Pełny tekst orzeczenia

Sygn. akt III AUa 64/14

WYROK

W IMIENIU RZECZYPOSPOLITEJ POLSKIEJ

Dnia 23 października 2014 r.

Sąd Apelacyjny w Szczecinie - Wydział III Pracy i Ubezpieczeń Społecznych

w składzie:

Przewodniczący:

SSA Barbara Białecka

Sędziowie:

SSA Jolanta Hawryszko (spr.)

SSO del. Beata Górska

Protokolant:

St. sekr. sąd. Katarzyna Kaźmierczak

po rozpoznaniu w dniu 9 października 2014 r. w Szczecinie

sprawy S. T.

przeciwko Zakładowi Ubezpieczeń Społecznych Oddział w G.

o przywrócenie renty

na skutek apelacji ubezpieczonego

od wyroku Sądu Okręgowego w Gorzowie Wlkp. VI Wydział Pracy i Ubezpieczeń Społecznych

z dnia 20 listopada 2013 r. sygn. akt VI U 105/12

zmienia zaskarżony wyrok oraz poprzedzającą go decyzję i przyznaje S. T. dalsze prawo do renty z tytułu częściowej niezdolności do pracy do dnia 29 października 2014 roku.

SSO del. Beata Górska SSA Barbara Białecka SSA Jolanta Hawryszko

Sygnatura akt III AUa 64/14

UZASADNIENIE

Decyzją z 27 grudnia 2011 r. Zakład Ubezpieczeń Społecznych Oddział w G. odmówił S. T. prawa do renty z tytułu niezdolności do pracy.
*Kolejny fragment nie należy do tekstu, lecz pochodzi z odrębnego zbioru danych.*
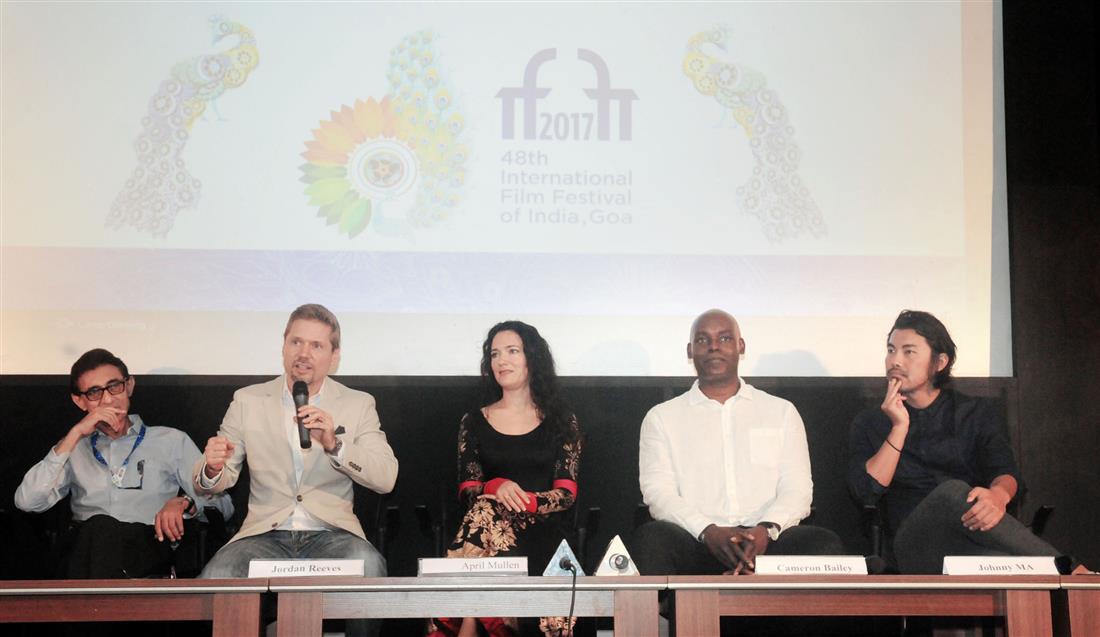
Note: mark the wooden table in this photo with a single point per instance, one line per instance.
(233, 605)
(1080, 605)
(1024, 602)
(305, 602)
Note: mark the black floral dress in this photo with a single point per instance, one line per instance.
(540, 462)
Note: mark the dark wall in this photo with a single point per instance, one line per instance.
(1054, 205)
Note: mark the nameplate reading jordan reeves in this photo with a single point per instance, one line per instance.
(304, 568)
(811, 566)
(472, 567)
(999, 566)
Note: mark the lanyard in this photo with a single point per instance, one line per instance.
(117, 475)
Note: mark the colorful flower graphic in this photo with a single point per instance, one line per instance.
(374, 152)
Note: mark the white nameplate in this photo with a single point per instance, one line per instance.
(811, 566)
(472, 567)
(999, 566)
(308, 568)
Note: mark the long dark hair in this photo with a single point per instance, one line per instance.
(935, 332)
(540, 376)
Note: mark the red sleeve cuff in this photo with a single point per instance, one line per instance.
(494, 484)
(567, 484)
(468, 484)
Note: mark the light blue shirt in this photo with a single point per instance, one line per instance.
(160, 467)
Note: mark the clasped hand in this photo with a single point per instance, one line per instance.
(510, 495)
(736, 547)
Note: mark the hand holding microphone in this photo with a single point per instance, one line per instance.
(312, 420)
(300, 393)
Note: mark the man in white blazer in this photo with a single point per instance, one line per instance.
(299, 501)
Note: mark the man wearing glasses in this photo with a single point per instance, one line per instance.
(124, 479)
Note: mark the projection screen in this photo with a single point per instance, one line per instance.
(177, 177)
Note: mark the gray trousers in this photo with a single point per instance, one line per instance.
(935, 529)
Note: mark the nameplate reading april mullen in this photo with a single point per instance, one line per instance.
(472, 567)
(304, 568)
(811, 566)
(999, 566)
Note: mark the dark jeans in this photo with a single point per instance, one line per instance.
(662, 548)
(935, 529)
(103, 548)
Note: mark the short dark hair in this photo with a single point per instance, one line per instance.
(315, 311)
(540, 373)
(933, 331)
(91, 360)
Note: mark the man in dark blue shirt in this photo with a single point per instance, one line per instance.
(937, 462)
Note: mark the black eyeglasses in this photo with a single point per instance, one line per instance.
(114, 387)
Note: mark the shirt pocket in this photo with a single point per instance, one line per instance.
(765, 447)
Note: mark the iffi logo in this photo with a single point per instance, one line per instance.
(576, 125)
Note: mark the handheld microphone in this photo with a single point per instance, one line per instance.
(300, 393)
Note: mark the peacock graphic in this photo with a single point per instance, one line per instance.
(773, 194)
(367, 155)
(161, 186)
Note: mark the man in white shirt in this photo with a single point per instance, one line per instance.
(724, 469)
(299, 500)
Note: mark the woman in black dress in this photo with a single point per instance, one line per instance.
(518, 458)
Ubezpieczony S. T. złożył odwołanie od tej decyzji. Podniósł, że z powodu zerwania mięśnia dwugłowego prawej ręki, którego nie można już zoperować, nie jest w stanie wykonywać pracy drwala i pilarza. W wyniku wypadku w pracy doszło do przecięcia lewej nogi poniżej kolana piłą łańcuchową dlatego ma uszkodzone ścięgna i nerwy lewej stopy. Ponadto ma zwyrodnienie kręgosłupa i stawów kolanowych, astmę oskrzelową, często nawracające zapalenie oskrzeli, płuc i krtani; miał zator płucny; źle słyszy i ma kamicę nerkową.

Zakład Ubezpieczeń Społecznych Oddział w G. wniósł o oddalenie odwołania.

Sąd Okręgowy w Gorzowie Wielkopolskim Wydział Pracy i Ubezpieczeń Społecznych wyrokiem z 20 listopada 2013 r. oddalił odwołanie.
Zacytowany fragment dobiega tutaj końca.